In Italia le due donne hanno trovato una casa e anche lavoro. «La fortuna è stata quella di andare in un luogo che già conoscevamo, ospiti in luoghi in cui eravamo già state e da persone che ci hanno accolto senza mai farci mancare nulla, soprattutto l’affetto. Abbiamo poi avuto l’opportunità di trovare un lavoro stagionale da luglio fino a settembre».

Questa è stata una risorsa fondamentale perché la burocrazia italiana non ha consentito di avere accesso a molti altri aiuti. Da poche settimane Larissa e Sofia sono riuscite ad avvicinarsi all’Ucraina. «Abbiamo trovato una sistemazione a Praga e stiamo cercando di costruire una nostra indipendenza. Diciamo comunque grazie all’Italia e alla nostra amica che ci ha accolto quando ne avevamo più bisogno. La scelta oggi è quella di stare più vicino all’Ucraina per aver la possibilità di andare a visitare mio marito e i nostri cari con più facilità. La Repubblica Ceca ha un’alta presenza di persone di lingua russofona e anche questo naturalmente è una facilitazione per noi».

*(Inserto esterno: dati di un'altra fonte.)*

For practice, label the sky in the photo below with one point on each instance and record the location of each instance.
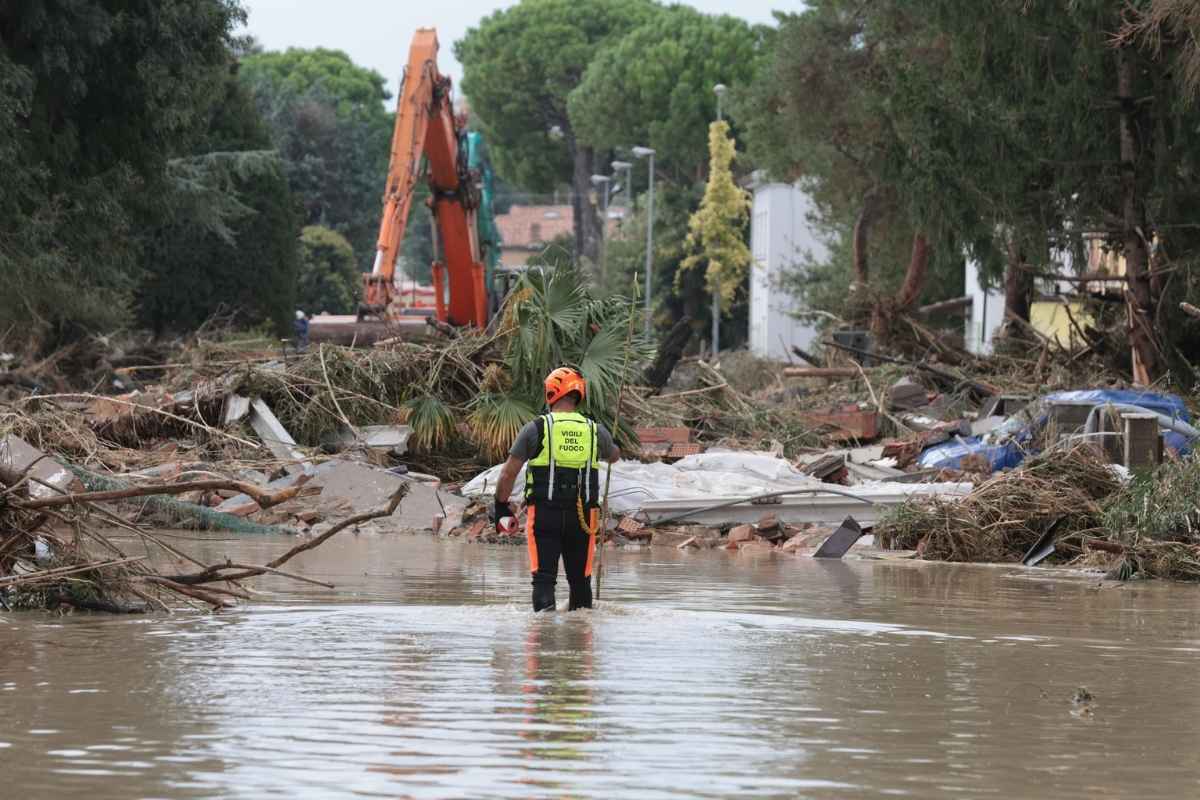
(376, 32)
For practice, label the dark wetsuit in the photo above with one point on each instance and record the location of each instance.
(553, 529)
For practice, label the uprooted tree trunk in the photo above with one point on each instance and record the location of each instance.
(587, 220)
(886, 310)
(1146, 356)
(867, 216)
(670, 352)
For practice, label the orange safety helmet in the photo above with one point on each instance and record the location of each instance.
(562, 383)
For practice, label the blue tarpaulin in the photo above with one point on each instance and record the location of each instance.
(1008, 445)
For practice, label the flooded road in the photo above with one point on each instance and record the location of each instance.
(424, 675)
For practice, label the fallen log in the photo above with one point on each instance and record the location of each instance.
(213, 573)
(820, 372)
(265, 499)
(957, 305)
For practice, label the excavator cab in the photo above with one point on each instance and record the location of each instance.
(431, 142)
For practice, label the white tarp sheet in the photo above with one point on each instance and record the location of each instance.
(717, 473)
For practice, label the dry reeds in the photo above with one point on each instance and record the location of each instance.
(1002, 518)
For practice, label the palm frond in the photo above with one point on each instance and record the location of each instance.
(432, 422)
(496, 420)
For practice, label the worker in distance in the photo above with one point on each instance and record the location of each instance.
(563, 450)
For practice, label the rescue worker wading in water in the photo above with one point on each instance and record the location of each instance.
(564, 450)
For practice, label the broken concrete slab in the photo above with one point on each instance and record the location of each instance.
(817, 507)
(757, 548)
(987, 425)
(48, 477)
(364, 488)
(906, 395)
(237, 407)
(276, 438)
(742, 534)
(849, 422)
(385, 437)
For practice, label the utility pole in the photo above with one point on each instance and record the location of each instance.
(719, 90)
(648, 152)
(604, 180)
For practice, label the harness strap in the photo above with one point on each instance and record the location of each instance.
(550, 445)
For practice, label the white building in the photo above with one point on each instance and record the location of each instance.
(781, 238)
(987, 311)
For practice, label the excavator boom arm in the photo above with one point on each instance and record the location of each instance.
(426, 125)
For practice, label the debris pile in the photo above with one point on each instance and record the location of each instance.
(948, 457)
(1007, 515)
(57, 549)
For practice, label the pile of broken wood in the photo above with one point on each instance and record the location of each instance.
(59, 542)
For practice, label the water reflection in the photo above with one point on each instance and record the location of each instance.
(425, 675)
(557, 687)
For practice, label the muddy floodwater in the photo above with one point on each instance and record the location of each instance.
(700, 675)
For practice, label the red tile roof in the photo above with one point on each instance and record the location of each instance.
(533, 227)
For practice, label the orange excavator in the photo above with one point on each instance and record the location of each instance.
(430, 140)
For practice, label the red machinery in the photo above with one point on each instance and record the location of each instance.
(426, 126)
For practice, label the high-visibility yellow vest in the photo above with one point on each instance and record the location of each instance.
(568, 465)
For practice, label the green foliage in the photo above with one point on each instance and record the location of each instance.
(329, 277)
(228, 238)
(654, 85)
(432, 421)
(1161, 505)
(717, 233)
(496, 420)
(521, 64)
(328, 120)
(95, 100)
(556, 323)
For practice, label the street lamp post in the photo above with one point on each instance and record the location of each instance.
(719, 90)
(619, 167)
(604, 180)
(648, 152)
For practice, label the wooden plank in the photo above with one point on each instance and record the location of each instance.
(820, 372)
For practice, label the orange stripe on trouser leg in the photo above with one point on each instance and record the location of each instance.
(531, 542)
(593, 518)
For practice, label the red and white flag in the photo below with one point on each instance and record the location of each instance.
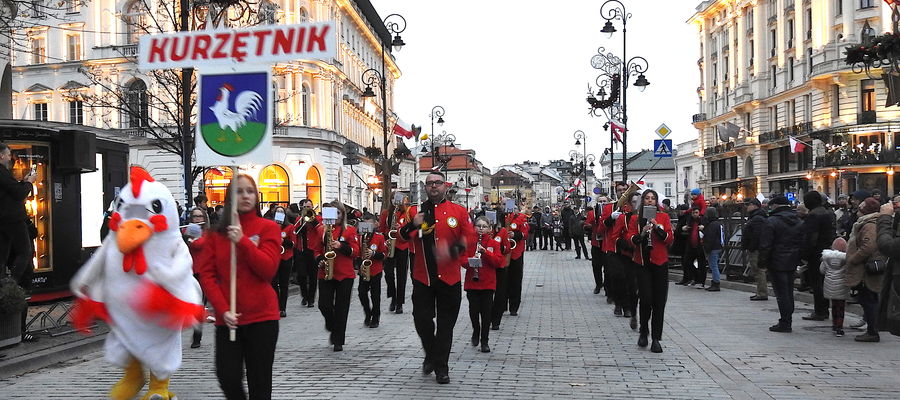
(796, 145)
(403, 129)
(617, 128)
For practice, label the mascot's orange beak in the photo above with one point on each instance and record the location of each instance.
(132, 234)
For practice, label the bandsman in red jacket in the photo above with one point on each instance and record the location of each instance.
(517, 225)
(334, 293)
(481, 282)
(373, 248)
(443, 238)
(652, 236)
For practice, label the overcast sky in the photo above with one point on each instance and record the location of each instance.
(513, 78)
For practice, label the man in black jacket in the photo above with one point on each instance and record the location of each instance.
(750, 237)
(779, 249)
(819, 229)
(14, 236)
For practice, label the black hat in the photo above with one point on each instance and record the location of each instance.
(779, 200)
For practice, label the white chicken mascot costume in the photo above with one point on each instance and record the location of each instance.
(140, 281)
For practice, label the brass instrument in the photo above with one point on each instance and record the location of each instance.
(329, 254)
(365, 269)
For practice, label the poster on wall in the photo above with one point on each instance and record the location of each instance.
(235, 121)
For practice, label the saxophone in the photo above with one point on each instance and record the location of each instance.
(365, 269)
(329, 254)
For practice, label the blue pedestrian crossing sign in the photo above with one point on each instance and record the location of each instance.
(662, 148)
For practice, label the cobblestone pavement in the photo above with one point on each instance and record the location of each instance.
(565, 343)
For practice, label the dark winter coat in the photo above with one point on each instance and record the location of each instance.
(781, 239)
(752, 230)
(819, 229)
(12, 198)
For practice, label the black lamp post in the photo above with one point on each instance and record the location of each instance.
(395, 24)
(636, 66)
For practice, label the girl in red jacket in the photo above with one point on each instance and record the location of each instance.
(334, 293)
(652, 238)
(257, 243)
(481, 292)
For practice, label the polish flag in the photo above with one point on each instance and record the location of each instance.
(796, 145)
(403, 129)
(618, 128)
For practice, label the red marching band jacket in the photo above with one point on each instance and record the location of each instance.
(491, 260)
(343, 263)
(517, 224)
(661, 237)
(452, 226)
(378, 245)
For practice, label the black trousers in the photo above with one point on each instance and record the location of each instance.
(334, 303)
(500, 298)
(282, 281)
(579, 246)
(307, 270)
(689, 271)
(480, 303)
(442, 301)
(514, 280)
(816, 282)
(254, 350)
(371, 289)
(783, 286)
(396, 271)
(597, 260)
(653, 283)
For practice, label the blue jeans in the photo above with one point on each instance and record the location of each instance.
(714, 264)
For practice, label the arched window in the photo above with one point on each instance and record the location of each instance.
(274, 186)
(215, 183)
(135, 19)
(302, 15)
(314, 187)
(137, 104)
(305, 98)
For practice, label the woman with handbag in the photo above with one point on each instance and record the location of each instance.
(865, 266)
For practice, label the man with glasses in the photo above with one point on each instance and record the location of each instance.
(442, 237)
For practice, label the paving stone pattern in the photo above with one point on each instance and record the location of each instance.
(566, 343)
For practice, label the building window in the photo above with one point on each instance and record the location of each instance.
(40, 112)
(867, 95)
(76, 112)
(305, 104)
(38, 50)
(137, 104)
(73, 47)
(835, 102)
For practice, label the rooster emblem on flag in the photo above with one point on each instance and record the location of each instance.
(233, 112)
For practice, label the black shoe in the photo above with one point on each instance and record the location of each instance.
(780, 328)
(427, 368)
(815, 317)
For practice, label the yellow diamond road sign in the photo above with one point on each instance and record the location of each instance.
(663, 131)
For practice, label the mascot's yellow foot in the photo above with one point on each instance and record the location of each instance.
(159, 390)
(130, 384)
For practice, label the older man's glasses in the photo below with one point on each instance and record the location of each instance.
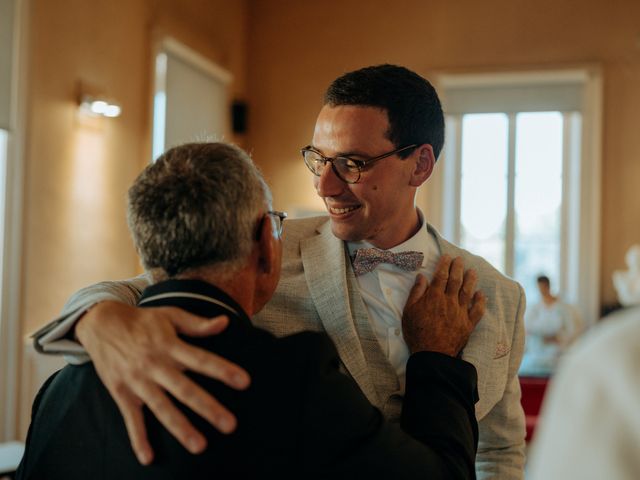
(278, 220)
(346, 168)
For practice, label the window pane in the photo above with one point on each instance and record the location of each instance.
(538, 198)
(483, 203)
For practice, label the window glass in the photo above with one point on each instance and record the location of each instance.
(483, 202)
(538, 198)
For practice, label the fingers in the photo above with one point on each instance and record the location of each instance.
(131, 410)
(418, 289)
(193, 325)
(456, 272)
(468, 287)
(197, 399)
(172, 418)
(209, 364)
(441, 274)
(478, 307)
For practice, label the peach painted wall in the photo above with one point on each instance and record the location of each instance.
(297, 47)
(78, 172)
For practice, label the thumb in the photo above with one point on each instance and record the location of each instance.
(418, 289)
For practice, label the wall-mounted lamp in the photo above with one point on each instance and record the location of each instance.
(99, 107)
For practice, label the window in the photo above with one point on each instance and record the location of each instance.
(191, 98)
(12, 108)
(520, 177)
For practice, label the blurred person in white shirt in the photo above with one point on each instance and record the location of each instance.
(590, 422)
(551, 326)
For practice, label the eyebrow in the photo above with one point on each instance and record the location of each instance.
(344, 154)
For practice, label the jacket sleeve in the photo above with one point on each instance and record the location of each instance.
(53, 337)
(502, 431)
(344, 436)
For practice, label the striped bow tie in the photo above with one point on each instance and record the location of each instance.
(367, 259)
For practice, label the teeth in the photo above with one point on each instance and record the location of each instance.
(343, 210)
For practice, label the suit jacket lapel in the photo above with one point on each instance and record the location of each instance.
(324, 259)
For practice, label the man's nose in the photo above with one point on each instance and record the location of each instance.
(328, 184)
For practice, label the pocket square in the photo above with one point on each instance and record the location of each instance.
(502, 349)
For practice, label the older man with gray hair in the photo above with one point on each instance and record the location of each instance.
(202, 223)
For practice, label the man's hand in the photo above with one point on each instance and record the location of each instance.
(140, 359)
(439, 317)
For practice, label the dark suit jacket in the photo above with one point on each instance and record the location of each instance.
(299, 418)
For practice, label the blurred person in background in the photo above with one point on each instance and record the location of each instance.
(551, 326)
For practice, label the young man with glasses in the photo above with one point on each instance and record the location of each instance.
(376, 140)
(302, 417)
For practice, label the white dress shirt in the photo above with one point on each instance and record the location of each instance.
(590, 422)
(385, 291)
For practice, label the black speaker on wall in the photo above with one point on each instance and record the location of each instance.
(239, 116)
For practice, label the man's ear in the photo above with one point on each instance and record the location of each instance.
(424, 165)
(266, 245)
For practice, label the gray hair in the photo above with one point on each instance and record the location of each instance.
(197, 205)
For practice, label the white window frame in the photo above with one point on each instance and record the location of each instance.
(169, 45)
(581, 281)
(10, 324)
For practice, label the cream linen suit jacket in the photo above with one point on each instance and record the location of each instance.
(318, 291)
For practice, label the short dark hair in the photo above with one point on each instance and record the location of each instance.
(411, 102)
(544, 279)
(197, 205)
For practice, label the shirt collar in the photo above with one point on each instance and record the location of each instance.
(419, 242)
(196, 290)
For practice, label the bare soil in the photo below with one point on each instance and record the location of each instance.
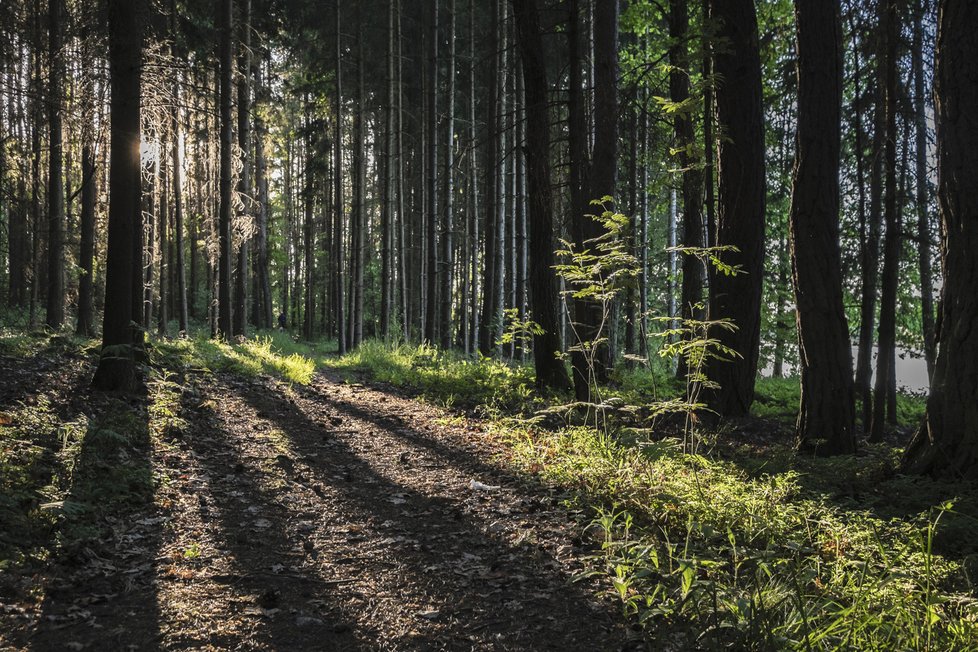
(329, 517)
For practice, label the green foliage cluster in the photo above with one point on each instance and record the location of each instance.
(446, 377)
(274, 353)
(766, 563)
(64, 472)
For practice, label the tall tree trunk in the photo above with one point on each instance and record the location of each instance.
(162, 222)
(543, 289)
(826, 421)
(183, 317)
(740, 219)
(56, 197)
(946, 445)
(490, 298)
(308, 233)
(148, 249)
(923, 214)
(225, 23)
(582, 227)
(358, 240)
(240, 311)
(886, 333)
(692, 177)
(86, 254)
(868, 239)
(472, 341)
(263, 299)
(519, 212)
(387, 216)
(340, 307)
(431, 170)
(448, 226)
(709, 142)
(116, 367)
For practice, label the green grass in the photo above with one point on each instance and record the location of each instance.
(272, 353)
(446, 378)
(753, 547)
(64, 470)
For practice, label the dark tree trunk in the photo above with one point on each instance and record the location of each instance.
(338, 250)
(691, 295)
(923, 214)
(56, 196)
(178, 226)
(886, 333)
(490, 298)
(431, 169)
(582, 227)
(240, 311)
(708, 139)
(826, 419)
(868, 248)
(740, 219)
(543, 288)
(225, 23)
(116, 368)
(604, 163)
(263, 303)
(946, 445)
(387, 214)
(86, 253)
(448, 227)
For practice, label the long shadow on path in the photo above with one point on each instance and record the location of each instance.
(425, 562)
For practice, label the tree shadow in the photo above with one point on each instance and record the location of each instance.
(100, 590)
(459, 571)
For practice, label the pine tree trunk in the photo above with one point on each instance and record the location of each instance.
(582, 227)
(56, 208)
(86, 254)
(433, 267)
(387, 217)
(550, 369)
(225, 24)
(264, 315)
(921, 200)
(116, 367)
(178, 225)
(240, 311)
(339, 295)
(448, 226)
(691, 295)
(489, 316)
(886, 332)
(740, 219)
(826, 421)
(946, 445)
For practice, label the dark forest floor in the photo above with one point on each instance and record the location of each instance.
(255, 515)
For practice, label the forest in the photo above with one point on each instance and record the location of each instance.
(488, 325)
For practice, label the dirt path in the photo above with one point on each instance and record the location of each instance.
(329, 517)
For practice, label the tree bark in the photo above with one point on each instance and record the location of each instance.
(56, 197)
(922, 195)
(339, 297)
(116, 367)
(691, 295)
(448, 226)
(741, 203)
(550, 369)
(886, 332)
(225, 23)
(490, 298)
(240, 311)
(827, 415)
(946, 445)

Nel frattempo Nataliia racconta: «In Italia siamo tantissimi Ucraina, Russi, Bielorussi, Moldavi. Ci siamo organizzati in gruppi e pare proprio che ci sia uno scollamento tra la popolazione e chi governa la Russia, nessuno è contento, quello che tutti vogliono è stare in pace e tranquilli. Il nostro popolo non segue le linee di frontiera. Nel mio corpo e in quello della mia famiglia, come in quella di tante altre, non si può dire se ci sia più sangue russo o ucraino. È vero, siamo due popoli distinti, ma le nostre storie si sono sempre incrociate: anche mia nonna era ucraina, mentre mio nonno era russo. Si sono conosciuti durante la Seconda Guerra entrambi impegnati nella lotta contro i nazisti. Ora in Ucraina i miei parenti amici e fratelli sono ostaggio di una guerra tra altri parenti, amici e fratelli».

Che il conflitto finisca

«Il mio sogno, la mia speranza è uguale a quella di tutti gli altri: che il confitto finisca al più presto, poter ritornare in Ucraina e trovare i miei cari sani e salvi e intatta la mia casa. L’obiettivo che mi sono posta è quello di riunire la famiglia, sarebbe bello riuscirci per Natale». In fondo, cosa cambia che si festeggi il 25 dicembre o il 7 gennaio? Nulla se si può trascorrerlo insieme. In pace.